Synthetic surfaces were a crucial – and statistically popular – part of the Sports Grounds strategy and since 2017 we have seen 3 new synthetic surfaces – at Lionel Watts and Cromer Park 2.

 

They have been wonderful additions to the broader communities across different sports and activities. These surfaces have been remarkably well received by the 20,000 local football players. The only discussions we hear about synthetic fields is from clubs and players who complain they don’t have one.

 

Just last Sunday they allowed 550 local players (men and women) to play matches amidst one of the heaviest rain events we have experienced.

 

The criticism and feedback we do get, and it is consistent throughout the whole Northern Beaches – all 17 clubs – is a growing lack of sports fields.

 

The motion before Council tonight would challenge our collective ability to offer residents a place to exercise and come together as a community on the weekend to play grassroots sport. Essentially, we could get to a position where we would have to cap player numbers and stop people from playing.

 

That would be a huge step backwards as community sport is an important part of the Northern Beaches way of life. The Northern Beaches Council website uses terms like busy sports fields, active lifestyles and great services and infrastructure.

 

While all of this paints the current picture, Importantly, there is a responsibility, and possibility, to work together to integrate the needs of all residents in the future.

 

Technology and key learnings offer improvements to the way synthetic surfaces are constructed and Council staff are in tune with this.

 

Using cork instead of rubber has already been used in two new synthetic sportsfields by Ryde Council. Through my dialogue with Senior Council staff I am aware that they have visited these fields and investigated this option.

 

The latest synthetic fields also incorporate filters to minimize the risk of particles leaving the fields, water is captured and recycled to irrigate surrounding areas. Just some examples of the positive environmental impact synthetic surfaces can have. No mowers. No pesticides. No chemicals to bring grass surfaces back to life after they are trashed all winter. Not to mention a far greater use of the sports field spaces we have available.

 

Football – as with other sports – has a Heat Policy which dictate matches should stop when the temperature reaches a certain point.
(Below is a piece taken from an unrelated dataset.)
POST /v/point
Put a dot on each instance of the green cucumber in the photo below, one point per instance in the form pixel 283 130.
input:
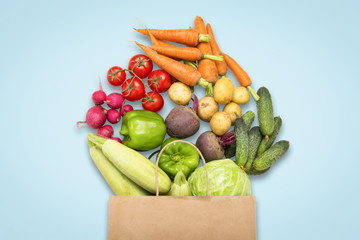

As winter users, this rarely, if ever, comes into play.

 

I respectfully suggest that the next step isn’t to pause the roll out of synthetic surfaces until a State Government report is commissioned and released. I believe the reasonable questions and points raised in this motion can and should be addressed by incorporating the available developments and risk management processes into the design and construction of these sportsfields.

 

That would, after all, be in line with Councils stated Vision and Values, which I quote directly from the Council website:

 

We are – Safe, inclusive and connected, our community lives in balance with our extraordinary environment and with each other.